I became fascinated with a pine tree and started making statements about it in my head. As my mind started racing faster and faster my thoughts grew more profound and cosmic in scope, but I was still pondering the nature of the tree. And the nature of language too, at the same time. The tree was the object, and the revelation was really more about language itself, and how it shapes thought or something like that. Maybe how it reveals the nature of reality, if we're capable of seeing deep enough, which we normally aren't. I went through this progression - first I was excitedly noticing things like "When we say "the tree is green" it's really an imperfect attempt to just say
"the tree IS" - but as imperfect humans we limit our understanding and focus only on one aspect of it - the greenness." My thoughts kept upgrading and expanding from there until I realized that using a tree - or any object - as a focal point was just an example, a single thing that represents Everything, or the All (I thought of it as Everything at the time). Incidentally, this is another example of
"from the One come Many" (or All!). And my final revelation before my friend came out of his Grandma's house with the money we had earned by mowing her lawn that afternoon was this -
"Every sentence we say is an imperfect attempt at the Ultimate Sentence which is this -
EVERYTHING IS".
This has remained the most profound moment of my life ever since, and many times I've pondered it and worked deeper into it. Tried to unravel its secrets. And now I feel like I have a flash of insight into it. I now believe this experience was an encounter with the Self - with the God Image inside - the Unconscious. It had given me a vision - a revelation in linguistic terms about the Pleroma - the Ein Sof, the Infinite - and about the normally limited/limiting nature of our feeble conscious minds. I suppose this was one of those experiences of the Sublime; of Oceanic Thoughts.
So.
I have personally had an experience similar to Jung's odyssey that resulted in the writing of
the Red Book, though obviously not on the same scale and only lasting a few minutes. I think for him it had to be massive and difficult, because he was being given a huge revelation - a whole succession of them, transforming him into a modern prophet of sorts - a Gnostic seer.

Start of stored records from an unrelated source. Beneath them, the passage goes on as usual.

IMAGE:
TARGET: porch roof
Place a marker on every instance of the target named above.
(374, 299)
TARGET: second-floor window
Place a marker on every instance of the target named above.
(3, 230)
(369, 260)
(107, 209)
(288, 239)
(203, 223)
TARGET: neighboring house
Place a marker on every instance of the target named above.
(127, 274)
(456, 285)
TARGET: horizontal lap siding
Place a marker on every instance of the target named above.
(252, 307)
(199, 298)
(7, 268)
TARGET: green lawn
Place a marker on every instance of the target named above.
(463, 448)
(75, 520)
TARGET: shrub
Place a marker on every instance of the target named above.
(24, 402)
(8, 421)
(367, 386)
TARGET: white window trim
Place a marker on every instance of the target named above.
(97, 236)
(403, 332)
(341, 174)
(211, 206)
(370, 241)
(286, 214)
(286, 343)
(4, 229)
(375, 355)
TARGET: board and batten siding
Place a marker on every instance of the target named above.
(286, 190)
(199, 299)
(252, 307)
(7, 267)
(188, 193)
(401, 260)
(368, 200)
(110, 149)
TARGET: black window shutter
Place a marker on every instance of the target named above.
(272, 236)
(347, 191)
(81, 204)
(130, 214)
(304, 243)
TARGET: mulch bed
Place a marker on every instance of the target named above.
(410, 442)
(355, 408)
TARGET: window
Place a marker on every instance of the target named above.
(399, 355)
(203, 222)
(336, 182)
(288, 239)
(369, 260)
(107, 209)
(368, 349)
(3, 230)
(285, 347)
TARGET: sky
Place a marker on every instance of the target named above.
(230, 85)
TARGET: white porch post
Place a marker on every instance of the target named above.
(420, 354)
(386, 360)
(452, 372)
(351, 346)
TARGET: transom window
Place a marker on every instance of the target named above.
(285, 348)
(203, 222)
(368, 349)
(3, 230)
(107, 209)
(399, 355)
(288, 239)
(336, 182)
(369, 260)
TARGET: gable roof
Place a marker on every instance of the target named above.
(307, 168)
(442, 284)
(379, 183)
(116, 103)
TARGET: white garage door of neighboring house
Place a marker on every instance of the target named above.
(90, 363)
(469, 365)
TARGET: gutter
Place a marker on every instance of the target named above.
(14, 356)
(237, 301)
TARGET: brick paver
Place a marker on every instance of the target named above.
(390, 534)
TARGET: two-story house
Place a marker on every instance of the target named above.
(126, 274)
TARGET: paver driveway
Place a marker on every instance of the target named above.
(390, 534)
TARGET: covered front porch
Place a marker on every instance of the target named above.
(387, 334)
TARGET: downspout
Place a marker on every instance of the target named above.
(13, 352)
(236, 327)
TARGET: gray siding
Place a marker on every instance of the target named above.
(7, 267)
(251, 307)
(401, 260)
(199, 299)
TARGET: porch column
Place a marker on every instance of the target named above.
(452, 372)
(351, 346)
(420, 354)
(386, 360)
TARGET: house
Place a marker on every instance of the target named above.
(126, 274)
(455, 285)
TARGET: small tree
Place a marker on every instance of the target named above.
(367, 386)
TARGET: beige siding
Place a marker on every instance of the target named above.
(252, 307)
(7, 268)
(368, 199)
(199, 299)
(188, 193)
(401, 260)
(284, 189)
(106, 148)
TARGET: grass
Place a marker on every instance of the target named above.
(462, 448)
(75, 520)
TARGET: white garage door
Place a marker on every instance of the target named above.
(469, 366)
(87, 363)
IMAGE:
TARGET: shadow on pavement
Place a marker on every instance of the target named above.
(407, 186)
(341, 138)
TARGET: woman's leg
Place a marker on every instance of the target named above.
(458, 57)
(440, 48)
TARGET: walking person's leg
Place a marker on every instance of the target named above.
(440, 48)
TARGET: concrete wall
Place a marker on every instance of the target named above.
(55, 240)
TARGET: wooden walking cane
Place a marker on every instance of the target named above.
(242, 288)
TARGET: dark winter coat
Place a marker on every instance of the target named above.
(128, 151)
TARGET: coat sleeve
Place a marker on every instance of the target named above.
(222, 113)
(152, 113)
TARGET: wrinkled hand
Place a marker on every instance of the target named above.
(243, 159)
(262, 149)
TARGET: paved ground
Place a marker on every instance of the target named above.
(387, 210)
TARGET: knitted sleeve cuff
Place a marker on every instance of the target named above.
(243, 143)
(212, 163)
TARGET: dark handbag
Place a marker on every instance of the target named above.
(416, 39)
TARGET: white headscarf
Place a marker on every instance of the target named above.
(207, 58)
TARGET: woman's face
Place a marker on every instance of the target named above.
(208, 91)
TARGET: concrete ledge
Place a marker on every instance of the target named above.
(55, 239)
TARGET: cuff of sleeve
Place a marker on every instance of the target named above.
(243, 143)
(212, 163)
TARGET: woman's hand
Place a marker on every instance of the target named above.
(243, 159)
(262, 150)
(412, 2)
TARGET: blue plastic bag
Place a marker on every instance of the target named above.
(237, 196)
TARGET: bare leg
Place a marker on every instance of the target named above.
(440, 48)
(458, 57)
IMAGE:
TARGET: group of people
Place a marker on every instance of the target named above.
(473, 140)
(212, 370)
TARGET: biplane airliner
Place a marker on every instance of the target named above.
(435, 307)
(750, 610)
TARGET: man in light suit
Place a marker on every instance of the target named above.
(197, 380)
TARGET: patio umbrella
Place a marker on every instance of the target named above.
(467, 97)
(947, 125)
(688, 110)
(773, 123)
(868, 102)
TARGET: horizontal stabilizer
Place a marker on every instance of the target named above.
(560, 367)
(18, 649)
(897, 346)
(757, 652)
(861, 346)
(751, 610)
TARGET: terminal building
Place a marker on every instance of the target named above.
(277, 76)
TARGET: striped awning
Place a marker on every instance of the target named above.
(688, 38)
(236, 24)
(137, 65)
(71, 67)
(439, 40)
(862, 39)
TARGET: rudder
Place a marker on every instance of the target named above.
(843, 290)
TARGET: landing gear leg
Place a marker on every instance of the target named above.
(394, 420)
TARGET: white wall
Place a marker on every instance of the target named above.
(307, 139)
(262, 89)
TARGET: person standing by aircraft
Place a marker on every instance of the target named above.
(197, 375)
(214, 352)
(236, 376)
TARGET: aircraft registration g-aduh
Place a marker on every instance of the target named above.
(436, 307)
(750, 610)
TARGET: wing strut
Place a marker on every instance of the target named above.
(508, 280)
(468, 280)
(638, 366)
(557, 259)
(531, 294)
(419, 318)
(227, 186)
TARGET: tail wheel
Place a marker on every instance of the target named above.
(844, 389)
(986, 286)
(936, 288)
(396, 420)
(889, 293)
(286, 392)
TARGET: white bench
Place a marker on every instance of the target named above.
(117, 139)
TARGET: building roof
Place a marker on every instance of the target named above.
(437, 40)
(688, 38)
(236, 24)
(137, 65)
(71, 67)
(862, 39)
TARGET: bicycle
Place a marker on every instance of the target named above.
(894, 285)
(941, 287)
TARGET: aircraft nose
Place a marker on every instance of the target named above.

In my case it was a much smaller (but still incredibly profound) revelation. I'm not slated to change the world at a time of great turmoil (On the verge of WWI) like Jung was, or to bring a newborn psychology into the world. Well, that's sort of a relief! So when he indicates that it can take many years and you must go through hell seemingly endlessly and face demons of all descriptions - that's probably only for the high level dudes like him. The rest of us can experience it much more easily and faster - at least in certain circumstances. I have heard that LSD can have that kind of (revelatory) effect on a person if and only if they're philosophically or spiritually oriented to begin with - but if you approach it as a recreational drug then all you'll get from it is some trippy visuals and thoughts or something. Not sure if that's true - just relating it. I've sort of wanted to try more acid since then but haven't done it. I'm just glad I had a good trip and don't want to tempt fate. At least I have this one experience to dwell on and contemplate for the rest of my life. And now I'm very glad that reading about Gnosticism has allowed me to put it into perspective and understand it a lot better.
Oh - I'm not sure I explained this part - the reason I connected this experience as the Self is because of the idea of
Completeness -
Totality. That's always what the Self represents - the
fullness of what you can be. All your parts united in wholeness. The One from the Many.